A tibble object with information used in the 'data' argument and additional columns named .part containing the partition groups. The rep_kfold and boot method will return as many ".part" columns as replicated defined. For the rest of the methods, a single .part column is returned. For kfold, rep_kfold, and loocv partition methods, groups are defined by integers. In contrast, for boot method, the partition groups are defined by the characters 'train' and 'test'.

References

  • Fielding, A. H., & Bell, J. F. (1997). A review of methods for the assessment of prediction errors in conservation presence/absence models.
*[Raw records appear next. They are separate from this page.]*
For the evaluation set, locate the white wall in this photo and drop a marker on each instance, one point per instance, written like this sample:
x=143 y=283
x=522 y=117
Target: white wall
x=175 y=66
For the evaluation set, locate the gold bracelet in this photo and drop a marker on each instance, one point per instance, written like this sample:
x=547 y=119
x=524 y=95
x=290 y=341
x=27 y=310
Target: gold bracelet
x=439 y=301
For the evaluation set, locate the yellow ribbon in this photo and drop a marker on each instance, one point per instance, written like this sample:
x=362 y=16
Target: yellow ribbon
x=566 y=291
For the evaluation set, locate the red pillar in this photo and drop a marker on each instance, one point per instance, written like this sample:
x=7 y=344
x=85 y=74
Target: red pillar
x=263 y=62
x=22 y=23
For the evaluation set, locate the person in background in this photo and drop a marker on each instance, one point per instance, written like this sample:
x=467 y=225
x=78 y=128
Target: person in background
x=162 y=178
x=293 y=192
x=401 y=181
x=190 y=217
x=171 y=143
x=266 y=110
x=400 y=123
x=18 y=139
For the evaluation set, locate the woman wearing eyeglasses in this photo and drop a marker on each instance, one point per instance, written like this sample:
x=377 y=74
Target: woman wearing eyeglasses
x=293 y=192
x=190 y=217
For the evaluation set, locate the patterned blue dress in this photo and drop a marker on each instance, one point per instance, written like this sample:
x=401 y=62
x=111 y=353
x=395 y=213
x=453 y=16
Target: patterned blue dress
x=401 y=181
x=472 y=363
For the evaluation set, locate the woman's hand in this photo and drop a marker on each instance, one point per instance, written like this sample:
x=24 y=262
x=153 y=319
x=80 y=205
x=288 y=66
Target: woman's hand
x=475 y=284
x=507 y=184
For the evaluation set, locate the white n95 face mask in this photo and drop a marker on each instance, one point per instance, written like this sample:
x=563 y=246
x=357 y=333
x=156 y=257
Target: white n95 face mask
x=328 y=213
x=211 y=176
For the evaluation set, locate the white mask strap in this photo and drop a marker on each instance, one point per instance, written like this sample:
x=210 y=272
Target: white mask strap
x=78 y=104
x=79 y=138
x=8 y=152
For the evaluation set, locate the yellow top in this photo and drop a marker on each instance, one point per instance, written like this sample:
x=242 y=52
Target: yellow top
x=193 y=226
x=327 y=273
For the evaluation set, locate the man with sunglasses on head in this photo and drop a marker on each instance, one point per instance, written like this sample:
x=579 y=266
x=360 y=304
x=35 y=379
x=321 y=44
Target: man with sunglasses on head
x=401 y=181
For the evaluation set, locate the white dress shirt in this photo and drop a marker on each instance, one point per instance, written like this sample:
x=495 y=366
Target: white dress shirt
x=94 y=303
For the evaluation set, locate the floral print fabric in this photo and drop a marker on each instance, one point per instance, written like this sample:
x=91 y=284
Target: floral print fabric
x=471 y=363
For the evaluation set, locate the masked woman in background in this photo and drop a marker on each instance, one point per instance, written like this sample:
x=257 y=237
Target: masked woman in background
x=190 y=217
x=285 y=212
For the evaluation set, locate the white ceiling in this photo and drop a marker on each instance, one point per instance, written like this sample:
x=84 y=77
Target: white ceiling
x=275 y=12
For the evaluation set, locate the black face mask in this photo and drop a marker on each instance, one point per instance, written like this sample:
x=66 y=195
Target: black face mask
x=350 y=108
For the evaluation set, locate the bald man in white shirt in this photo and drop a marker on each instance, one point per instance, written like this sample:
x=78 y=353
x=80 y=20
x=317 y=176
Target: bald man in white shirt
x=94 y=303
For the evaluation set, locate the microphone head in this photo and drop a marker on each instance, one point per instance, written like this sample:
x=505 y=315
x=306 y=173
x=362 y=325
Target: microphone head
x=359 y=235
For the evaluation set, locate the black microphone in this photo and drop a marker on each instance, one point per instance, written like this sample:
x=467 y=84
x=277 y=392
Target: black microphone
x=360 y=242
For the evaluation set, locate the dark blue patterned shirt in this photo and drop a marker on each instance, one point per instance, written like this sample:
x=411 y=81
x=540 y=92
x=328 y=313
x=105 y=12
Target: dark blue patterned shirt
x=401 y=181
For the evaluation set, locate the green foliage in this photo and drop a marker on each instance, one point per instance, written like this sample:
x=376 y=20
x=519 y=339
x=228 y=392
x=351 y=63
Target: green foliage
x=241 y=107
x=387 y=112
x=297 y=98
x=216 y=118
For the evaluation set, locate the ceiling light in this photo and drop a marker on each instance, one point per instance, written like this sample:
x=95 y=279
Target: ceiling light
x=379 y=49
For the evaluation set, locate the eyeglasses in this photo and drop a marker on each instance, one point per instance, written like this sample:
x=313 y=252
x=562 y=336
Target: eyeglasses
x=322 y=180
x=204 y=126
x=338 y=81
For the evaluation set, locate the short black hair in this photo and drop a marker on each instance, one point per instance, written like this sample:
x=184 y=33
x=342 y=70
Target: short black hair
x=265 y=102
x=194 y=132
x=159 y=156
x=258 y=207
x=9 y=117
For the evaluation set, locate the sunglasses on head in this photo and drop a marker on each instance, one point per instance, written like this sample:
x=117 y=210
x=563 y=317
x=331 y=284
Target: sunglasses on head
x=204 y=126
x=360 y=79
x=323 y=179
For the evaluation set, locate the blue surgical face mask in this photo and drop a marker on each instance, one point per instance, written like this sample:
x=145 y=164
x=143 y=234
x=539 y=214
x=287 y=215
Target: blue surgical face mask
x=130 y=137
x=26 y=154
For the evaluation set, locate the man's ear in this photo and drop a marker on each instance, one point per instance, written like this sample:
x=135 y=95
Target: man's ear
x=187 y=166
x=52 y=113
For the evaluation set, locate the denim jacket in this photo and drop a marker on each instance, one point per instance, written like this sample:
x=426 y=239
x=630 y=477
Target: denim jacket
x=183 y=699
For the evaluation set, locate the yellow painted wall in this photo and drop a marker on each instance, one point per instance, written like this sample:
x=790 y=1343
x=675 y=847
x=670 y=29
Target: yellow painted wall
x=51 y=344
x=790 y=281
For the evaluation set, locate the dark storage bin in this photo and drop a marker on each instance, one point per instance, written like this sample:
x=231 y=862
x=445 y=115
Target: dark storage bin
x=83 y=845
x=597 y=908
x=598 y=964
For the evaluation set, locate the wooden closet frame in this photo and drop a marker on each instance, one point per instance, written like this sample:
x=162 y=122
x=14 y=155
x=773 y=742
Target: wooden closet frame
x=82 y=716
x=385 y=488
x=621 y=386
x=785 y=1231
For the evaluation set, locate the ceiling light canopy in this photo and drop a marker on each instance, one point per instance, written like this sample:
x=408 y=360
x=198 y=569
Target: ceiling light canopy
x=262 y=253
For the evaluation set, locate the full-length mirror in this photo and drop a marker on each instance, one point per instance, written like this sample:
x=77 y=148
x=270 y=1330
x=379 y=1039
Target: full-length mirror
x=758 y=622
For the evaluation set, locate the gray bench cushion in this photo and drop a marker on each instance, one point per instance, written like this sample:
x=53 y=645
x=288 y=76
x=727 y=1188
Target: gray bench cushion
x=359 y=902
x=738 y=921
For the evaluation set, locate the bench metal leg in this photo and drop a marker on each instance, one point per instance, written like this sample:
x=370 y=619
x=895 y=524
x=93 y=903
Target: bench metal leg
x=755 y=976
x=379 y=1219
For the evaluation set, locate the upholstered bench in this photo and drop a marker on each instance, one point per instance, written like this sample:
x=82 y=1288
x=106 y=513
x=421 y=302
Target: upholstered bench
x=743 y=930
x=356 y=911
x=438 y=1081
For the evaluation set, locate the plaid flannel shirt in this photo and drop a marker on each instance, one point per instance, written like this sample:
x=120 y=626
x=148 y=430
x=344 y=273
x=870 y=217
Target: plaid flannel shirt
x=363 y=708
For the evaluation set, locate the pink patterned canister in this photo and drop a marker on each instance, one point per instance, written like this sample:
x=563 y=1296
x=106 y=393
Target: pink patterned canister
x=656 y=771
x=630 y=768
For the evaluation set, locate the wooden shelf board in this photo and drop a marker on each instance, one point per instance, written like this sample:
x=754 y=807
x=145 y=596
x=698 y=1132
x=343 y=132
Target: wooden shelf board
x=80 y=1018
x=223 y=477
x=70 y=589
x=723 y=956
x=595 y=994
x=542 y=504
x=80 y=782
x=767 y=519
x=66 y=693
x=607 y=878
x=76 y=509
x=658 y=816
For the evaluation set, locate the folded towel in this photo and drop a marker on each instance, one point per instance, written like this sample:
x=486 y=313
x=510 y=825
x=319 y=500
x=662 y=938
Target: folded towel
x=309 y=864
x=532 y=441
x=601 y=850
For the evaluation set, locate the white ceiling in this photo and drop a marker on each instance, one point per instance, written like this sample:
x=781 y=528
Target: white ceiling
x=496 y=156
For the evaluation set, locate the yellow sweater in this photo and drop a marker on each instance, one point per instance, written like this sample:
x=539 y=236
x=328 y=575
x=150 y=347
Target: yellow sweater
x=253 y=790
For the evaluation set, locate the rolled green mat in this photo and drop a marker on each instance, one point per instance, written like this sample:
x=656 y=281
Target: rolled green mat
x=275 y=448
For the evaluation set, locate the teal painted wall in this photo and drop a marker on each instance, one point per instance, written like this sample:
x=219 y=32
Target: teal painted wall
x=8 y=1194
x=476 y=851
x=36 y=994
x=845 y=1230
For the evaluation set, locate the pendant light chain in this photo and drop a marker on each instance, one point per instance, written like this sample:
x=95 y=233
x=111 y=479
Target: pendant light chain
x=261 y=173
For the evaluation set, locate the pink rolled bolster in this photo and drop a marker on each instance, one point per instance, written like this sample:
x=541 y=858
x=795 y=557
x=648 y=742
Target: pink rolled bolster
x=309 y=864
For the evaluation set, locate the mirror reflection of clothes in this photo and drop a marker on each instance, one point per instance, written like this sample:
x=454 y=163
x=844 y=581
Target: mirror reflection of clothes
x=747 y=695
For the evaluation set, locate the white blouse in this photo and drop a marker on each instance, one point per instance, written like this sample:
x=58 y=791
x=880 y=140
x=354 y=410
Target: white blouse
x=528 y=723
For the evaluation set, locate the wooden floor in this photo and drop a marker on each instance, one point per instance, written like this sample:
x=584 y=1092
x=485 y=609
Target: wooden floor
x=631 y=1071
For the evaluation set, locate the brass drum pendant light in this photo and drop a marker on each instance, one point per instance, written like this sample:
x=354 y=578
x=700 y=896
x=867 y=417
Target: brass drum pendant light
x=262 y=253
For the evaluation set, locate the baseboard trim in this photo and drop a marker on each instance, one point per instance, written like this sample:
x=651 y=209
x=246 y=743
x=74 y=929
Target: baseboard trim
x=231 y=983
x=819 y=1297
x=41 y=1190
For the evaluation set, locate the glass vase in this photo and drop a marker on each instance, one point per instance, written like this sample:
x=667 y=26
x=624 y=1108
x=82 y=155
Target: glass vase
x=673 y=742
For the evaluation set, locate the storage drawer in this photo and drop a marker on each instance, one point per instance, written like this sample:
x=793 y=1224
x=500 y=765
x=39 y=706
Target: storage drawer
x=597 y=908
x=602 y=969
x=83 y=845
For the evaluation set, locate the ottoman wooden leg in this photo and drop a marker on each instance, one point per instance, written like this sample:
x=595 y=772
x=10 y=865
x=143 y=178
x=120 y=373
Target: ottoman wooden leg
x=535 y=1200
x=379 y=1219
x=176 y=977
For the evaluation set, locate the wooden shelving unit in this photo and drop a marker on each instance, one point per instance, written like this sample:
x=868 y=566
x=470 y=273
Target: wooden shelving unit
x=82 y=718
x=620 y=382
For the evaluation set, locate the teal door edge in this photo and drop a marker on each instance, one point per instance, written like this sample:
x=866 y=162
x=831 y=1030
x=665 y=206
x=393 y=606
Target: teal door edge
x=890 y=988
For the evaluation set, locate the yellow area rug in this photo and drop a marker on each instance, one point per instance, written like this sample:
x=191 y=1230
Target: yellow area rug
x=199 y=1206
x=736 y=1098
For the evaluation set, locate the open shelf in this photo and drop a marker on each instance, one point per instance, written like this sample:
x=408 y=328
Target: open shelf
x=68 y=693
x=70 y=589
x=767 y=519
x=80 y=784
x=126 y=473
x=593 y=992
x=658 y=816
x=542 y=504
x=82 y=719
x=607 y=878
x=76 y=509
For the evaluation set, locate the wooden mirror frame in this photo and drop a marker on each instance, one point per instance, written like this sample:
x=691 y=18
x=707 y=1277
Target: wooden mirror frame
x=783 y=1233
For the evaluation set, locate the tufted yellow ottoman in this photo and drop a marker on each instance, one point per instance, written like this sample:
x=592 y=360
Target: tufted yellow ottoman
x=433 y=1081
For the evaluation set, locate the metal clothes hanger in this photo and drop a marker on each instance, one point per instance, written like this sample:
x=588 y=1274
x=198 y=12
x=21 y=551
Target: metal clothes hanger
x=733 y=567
Environmental Conservation, 24(1), 38-49. https://doi.org/10.1017/S0376892997000088

Examples

if (FALSE) { # \dontrun{
data("abies")
abies$partition <- NULL
abies <- tibble(abies)

# K-fold method
abies2 <- part_random(
  data = abies,
  pr_ab = "pr_ab",
  method = c(method = "kfold", folds = 10)
)
abies2

# Repeated K-fold method
abies2 <- part_random(
  data = abies,
  pr_ab = "pr_ab",
  method = c(method = "rep_kfold", folds = 10, replicates = 10)
)
abies2

# Leave-one-out cross-validation (loocv) method
abies2 <- part_random(
  data = abies,
  pr_ab = "pr_ab",
  method = c(method = "loocv")
)
abies2

# Bootstrap method
abies2 <- part_random(
  data = abies,
  pr_ab = "pr_ab",
  method = c(method = "boot", replicates = 50, proportion = 0.7)
)
abies2
abies2$.part1 %>% table() # Note that for this method .partX columns have train and test words.
} # }